Hello! It happens that lucee freeze all websites randomly with no apparent reason, apps are well tuned, this is what I see in catalina.log.
Someone can help? This drive me crazy.

21-Feb-2019 00:52:36.093 SEVERE [http-nio-8888-exec-25] org.apache.tomcat.util.net.NioEndpoint$SocketProcessor.doRun
 java.lang.ThreadDeath
        at java.lang.Thread.stop(Thread.java:853)
        at lucee.commons.io.StopThread.run(SystemUtil.java:1549)

21-Feb-2019 01:28:59.845 SEVERE [http-nio-8888-exec-53] org.apache.tomcat.util.net.NioEndpoint$SocketProcessor.doRun
 java.lang.ThreadDeath
        at java.lang.Thread.stop(Thread.java:853)
        at lucee.commons.io.StopThread.run(SystemUtil.java:1549)

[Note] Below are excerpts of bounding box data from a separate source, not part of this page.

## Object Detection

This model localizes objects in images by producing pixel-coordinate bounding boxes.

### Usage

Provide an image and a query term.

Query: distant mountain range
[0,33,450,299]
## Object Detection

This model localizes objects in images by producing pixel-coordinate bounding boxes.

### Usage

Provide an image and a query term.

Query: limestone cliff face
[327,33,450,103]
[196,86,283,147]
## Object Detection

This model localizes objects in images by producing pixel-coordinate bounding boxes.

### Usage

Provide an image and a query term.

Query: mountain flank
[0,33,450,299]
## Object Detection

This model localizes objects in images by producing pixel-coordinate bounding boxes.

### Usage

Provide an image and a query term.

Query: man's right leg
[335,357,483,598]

21-Feb-2019 01:29:54.707 SEVERE [http-nio-8888-exec-59] org.apache.tomcat.util.net.NioEndpoint$SocketProcessor.doRun
 java.lang.ThreadDeath
        at java.lang.Thread.stop(Thread.java:853)
        at lucee.commons.io.StopThread.run(SystemUtil.java:1549)

System Information

Version Lucee 5.2.9.31
Version Name Velvet
Release date Sep 17, 2018
ColdFusion® compatibility version 2016.0.03.300357
OS Linux (4.9.0-8-amd64) 64bit
Servlet Container Apache Tomcat/8.5.24
Java1.8.0_192 (Oracle Corporation) 64bit
Architecture 64bit

Same problem here, started today:

Lucee 5.3.2.15-SNAPSHOT
Apache Tomcat/8.5.32
OpenJDK 11.0.1
Windows Server 2012 (6.2) 64bit

25-Feb-2019 11:41:46.978 SEVERE [ajp-nio-8009-exec-5] org.apache.tomcat.util.net.NioEndpoint$SocketProcessor.doRun 
 java.lang.ThreadDeath
	at java.base/java.lang.Thread.stop(Thread.java:942)
	at lucee.commons.io.StopThread.run(SystemUtil.java:1491)

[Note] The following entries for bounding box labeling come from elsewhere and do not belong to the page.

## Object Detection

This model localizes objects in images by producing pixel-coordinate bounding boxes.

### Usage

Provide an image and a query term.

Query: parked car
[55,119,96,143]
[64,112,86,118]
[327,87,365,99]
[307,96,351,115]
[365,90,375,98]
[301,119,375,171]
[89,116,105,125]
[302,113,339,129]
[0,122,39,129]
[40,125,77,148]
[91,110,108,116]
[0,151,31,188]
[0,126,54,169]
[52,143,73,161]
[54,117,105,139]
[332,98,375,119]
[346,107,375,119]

System property [org.owasp.esapi.opsteam] is not set
System property [org.owasp.esapi.devteam] is not set

In my case it seems related to pages containing cfhttp tag. Perhaps there is a problem in how lucee handle https errors/timeout. Anyway I use a timeout of 10 seconds for cfhttp tag.

Really, all the thread stop stuff tells you is that Lucee is killing long running threads.

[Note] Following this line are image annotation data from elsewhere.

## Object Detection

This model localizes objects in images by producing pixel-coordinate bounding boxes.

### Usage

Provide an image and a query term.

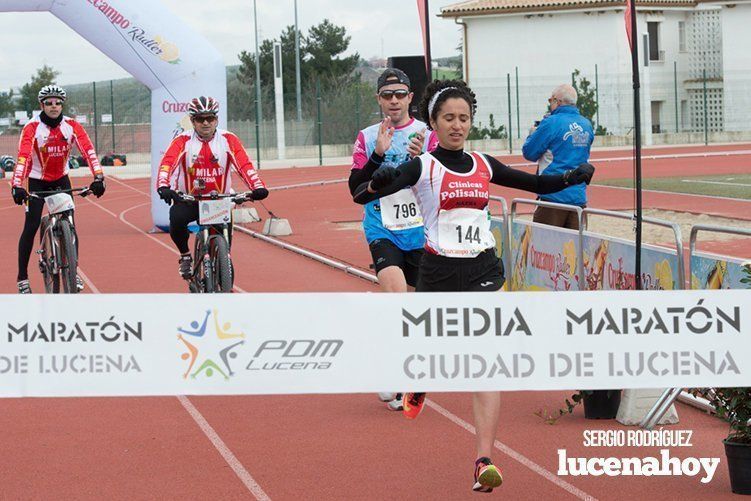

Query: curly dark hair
[417,80,477,130]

  • Use Fusionreactor to see why the threads are running long
  • add timeouts to all your cfhttp calls
  • raise your page timeout as Lucee is very destructive when it kills long running pages and can leave the threads zombied since a hard kill doesn’t’ clean up the thread.

@Leftbower This line here

System property [org.owasp.esapi.opsteam] is not set

is unrelated. That’s just some cruft from the esapi lib. I actually added some java system props to shut that message up in CommandBox since it was harmless, but leaking to the console.

Do you think it be possible to include the url for the stopped thread in the logs?

It would be great!

bug filed, please vote for it https://luceeserver.atlassian.net/browse/LDEV-2171

2 Likes

Including cfhttp in cftry may help or not? Many thanks

In Tomcat, its usually when GC starts that causes the issue.

If you are not already logging garbage collection, add this to your java options.

-XX:+PrintGCTimeStamps
-XX:+PrintGCDetails
-XX:+PrintGCApplicationStoppedTime
-XX:+PrintGCApplicationConcurrentTime
-XX:+PrintHeapAtGC
-Xloggc:YOURDRIVELETTER:\apache\apache-tomcat-8.5.32\logs\gc.log

Additionally if you have not done so, for best practice ALL WEB Applications on Windows should be placed on their own volume.

Putting a cfhttp tag inside a cftry tag would have no affect on whether it times out or runs for a long time.

I have a Lucee server on Debian Linux on a KVM virtual machine. My Applications are located on a NFS mounted volume. May this cause problems of any kind? Aren’t cfm templates compiled on the local machine before execution?
Thanks in advance

NFS is a whole other application into itself. It very well could be the issue with your applications. There are many known issues with NFS, and workarounds , guides and other options on its use.

I avoid NFS when ever possible and will opt for sshfs or smb as both solutions are less problematic. Additionally I try to avoid executing binaries on network shares, instead placing the executable code on the network share and then placing the application server(s) to execute on native drive.